Hunting Game: Targeting the Big Five

Do not use the personality items included in the World Values Survey. That is the recommendation of Steven Ludeke and Erik Gahner Larsen in a recent paper published in the journal Personality and Individual Differences. The journal is owned by Elsevier so the official publication is paywalled. Still I am writing about it because the message of the paper is extremely important. Ludeke and Gahner Larsen formulate their recommendation a little more subtle: “we suggest it is thus hard to justify the use of this data in future research.”

What went wrong here? Join me in a hunting game, targeting the Big Five.

The World Values Survey (WVS) is the largest, non-commercial survey in the world. It is frequently used in social science research. The most recent edition contained a short, 10 item measure of personality characteristics (BFI-10), validated in a well-cited paper by Rammstedt and John in the Journal of Research in Personality. The inclusion of the BFI-10 enables researchers to study how the Big Five personality traits is related to political participation, happiness, education, and health, among many other things.

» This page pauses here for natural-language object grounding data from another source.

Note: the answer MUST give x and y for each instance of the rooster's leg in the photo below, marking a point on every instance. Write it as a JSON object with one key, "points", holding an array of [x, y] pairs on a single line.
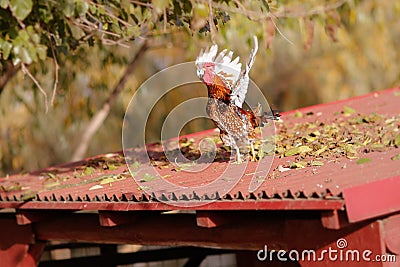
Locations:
{"points": [[253, 152], [238, 159]]}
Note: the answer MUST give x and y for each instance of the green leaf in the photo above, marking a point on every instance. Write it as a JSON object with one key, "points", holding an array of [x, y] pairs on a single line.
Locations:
{"points": [[68, 8], [82, 7], [4, 4], [363, 160], [6, 47], [21, 8]]}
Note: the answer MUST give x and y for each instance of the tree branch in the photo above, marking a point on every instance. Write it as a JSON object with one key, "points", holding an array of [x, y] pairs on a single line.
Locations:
{"points": [[26, 71], [98, 119], [8, 72]]}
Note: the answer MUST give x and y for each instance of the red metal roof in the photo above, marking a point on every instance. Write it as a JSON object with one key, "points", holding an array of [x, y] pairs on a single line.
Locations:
{"points": [[104, 183]]}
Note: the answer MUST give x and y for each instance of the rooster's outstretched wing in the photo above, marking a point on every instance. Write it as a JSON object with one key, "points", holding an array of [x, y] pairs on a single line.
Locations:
{"points": [[227, 70], [239, 89]]}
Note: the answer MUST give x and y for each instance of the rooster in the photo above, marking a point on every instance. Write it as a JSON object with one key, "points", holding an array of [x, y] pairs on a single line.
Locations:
{"points": [[227, 87]]}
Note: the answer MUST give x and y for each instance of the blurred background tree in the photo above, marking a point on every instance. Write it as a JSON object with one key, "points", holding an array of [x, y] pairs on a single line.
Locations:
{"points": [[69, 68]]}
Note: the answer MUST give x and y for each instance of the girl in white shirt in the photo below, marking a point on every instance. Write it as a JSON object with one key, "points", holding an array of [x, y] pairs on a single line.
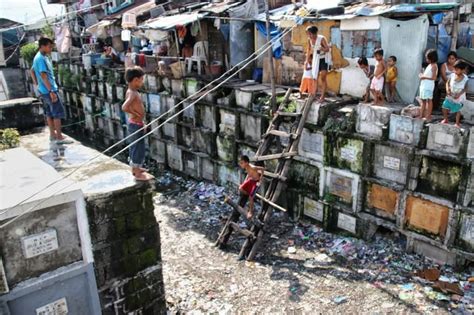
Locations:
{"points": [[455, 92], [428, 78]]}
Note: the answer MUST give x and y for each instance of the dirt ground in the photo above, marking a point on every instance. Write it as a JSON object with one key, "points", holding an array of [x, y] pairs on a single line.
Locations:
{"points": [[289, 276]]}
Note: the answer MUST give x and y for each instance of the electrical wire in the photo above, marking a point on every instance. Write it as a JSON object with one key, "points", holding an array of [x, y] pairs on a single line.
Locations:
{"points": [[55, 17], [158, 118], [262, 50]]}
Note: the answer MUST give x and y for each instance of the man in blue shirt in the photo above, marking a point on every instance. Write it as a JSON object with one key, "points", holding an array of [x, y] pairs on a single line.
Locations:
{"points": [[43, 79]]}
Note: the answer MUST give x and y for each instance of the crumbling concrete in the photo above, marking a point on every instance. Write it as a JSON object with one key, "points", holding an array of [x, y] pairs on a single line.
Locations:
{"points": [[21, 113], [372, 120], [405, 129], [446, 138], [124, 232]]}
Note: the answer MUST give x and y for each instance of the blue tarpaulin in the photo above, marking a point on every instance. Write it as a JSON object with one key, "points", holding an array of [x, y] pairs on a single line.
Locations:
{"points": [[274, 32]]}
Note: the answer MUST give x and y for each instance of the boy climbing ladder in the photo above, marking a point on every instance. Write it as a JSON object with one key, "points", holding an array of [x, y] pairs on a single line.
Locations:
{"points": [[247, 190]]}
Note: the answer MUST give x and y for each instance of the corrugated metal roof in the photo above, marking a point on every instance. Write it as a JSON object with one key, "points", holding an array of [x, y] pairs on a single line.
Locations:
{"points": [[171, 21], [278, 13], [373, 9], [100, 24], [218, 8], [138, 8]]}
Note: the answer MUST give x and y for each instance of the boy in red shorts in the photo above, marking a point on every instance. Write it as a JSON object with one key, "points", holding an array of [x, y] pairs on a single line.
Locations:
{"points": [[248, 189]]}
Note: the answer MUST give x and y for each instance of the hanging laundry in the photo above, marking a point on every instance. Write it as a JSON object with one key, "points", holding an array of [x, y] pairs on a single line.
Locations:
{"points": [[63, 38], [156, 35], [217, 23], [195, 28], [274, 32], [181, 30]]}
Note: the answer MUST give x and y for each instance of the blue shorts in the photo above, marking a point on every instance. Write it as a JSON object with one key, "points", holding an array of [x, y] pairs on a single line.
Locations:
{"points": [[453, 107], [426, 94], [137, 150], [53, 110]]}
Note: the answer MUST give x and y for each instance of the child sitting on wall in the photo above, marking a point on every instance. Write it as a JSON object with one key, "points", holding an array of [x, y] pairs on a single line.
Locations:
{"points": [[377, 83], [307, 85], [455, 92], [369, 72], [391, 78]]}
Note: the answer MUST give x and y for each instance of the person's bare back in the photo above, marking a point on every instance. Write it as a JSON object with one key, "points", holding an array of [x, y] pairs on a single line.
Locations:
{"points": [[133, 106], [379, 68], [254, 172]]}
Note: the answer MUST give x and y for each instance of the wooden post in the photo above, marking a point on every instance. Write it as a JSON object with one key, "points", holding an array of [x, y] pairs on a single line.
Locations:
{"points": [[270, 56], [178, 53], [454, 32]]}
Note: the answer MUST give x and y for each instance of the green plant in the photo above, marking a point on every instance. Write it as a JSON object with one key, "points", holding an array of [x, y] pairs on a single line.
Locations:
{"points": [[47, 31], [9, 138], [68, 80], [110, 78], [28, 52]]}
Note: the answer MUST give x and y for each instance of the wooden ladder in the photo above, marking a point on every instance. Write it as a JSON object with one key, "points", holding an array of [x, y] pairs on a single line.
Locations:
{"points": [[277, 179]]}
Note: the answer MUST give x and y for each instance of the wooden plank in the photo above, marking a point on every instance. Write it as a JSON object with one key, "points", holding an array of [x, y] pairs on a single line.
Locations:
{"points": [[288, 114], [274, 156], [238, 229], [275, 176], [242, 211], [274, 205], [280, 133], [252, 246]]}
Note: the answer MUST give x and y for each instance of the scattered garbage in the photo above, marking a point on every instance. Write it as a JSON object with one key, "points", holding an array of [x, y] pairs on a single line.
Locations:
{"points": [[295, 254], [340, 299]]}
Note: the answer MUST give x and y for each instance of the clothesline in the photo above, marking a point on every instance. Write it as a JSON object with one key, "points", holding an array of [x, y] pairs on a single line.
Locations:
{"points": [[55, 17]]}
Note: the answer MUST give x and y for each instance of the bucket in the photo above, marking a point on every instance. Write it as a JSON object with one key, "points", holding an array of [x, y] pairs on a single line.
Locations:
{"points": [[216, 68], [257, 75], [177, 69]]}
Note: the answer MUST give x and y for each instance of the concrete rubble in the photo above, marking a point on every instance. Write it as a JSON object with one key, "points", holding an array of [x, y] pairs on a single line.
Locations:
{"points": [[302, 268]]}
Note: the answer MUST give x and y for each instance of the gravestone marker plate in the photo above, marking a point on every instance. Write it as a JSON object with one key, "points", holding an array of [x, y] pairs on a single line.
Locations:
{"points": [[346, 222], [41, 243], [391, 163], [58, 307], [313, 209]]}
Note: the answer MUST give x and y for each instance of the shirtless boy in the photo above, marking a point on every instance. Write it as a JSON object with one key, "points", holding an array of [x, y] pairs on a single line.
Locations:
{"points": [[248, 189], [377, 84], [133, 106]]}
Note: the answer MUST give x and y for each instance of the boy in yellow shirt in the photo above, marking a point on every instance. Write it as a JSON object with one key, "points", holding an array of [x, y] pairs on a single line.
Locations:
{"points": [[392, 74]]}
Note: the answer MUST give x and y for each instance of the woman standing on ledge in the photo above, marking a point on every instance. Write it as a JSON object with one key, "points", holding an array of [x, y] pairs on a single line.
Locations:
{"points": [[318, 49]]}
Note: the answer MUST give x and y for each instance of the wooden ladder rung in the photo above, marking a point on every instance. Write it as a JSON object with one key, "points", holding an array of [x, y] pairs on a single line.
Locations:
{"points": [[274, 156], [244, 232], [275, 176], [271, 203], [286, 114], [280, 133]]}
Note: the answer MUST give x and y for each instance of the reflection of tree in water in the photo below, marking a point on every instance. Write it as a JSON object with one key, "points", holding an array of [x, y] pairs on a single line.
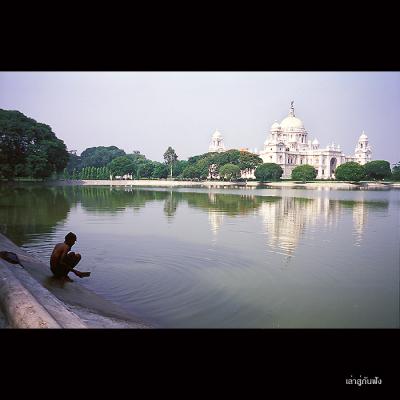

So what is wrong with the personality data in the WVS? Ludeke and Gahner Larsen found that the pairs of adjectives designed to measure the five personality traits Openness, Conscientiousness, Extraversion, Agreeableness, Neuroticism are not correlated as expected. To measure openness, for instance, the survey asked participants to indicate agreement with the statement “I see myself as someone who: has few artistic interests” and “I see myself as someone who: has an active imagination”. One would expect a negative relation between the responses to the two statements. However, the correlation between the two items across all countries is positive, r = .164. This correlation is not strong, but in the wrong direction. Similar discrepancies were found between items designed to measure the four other dimensions of personality.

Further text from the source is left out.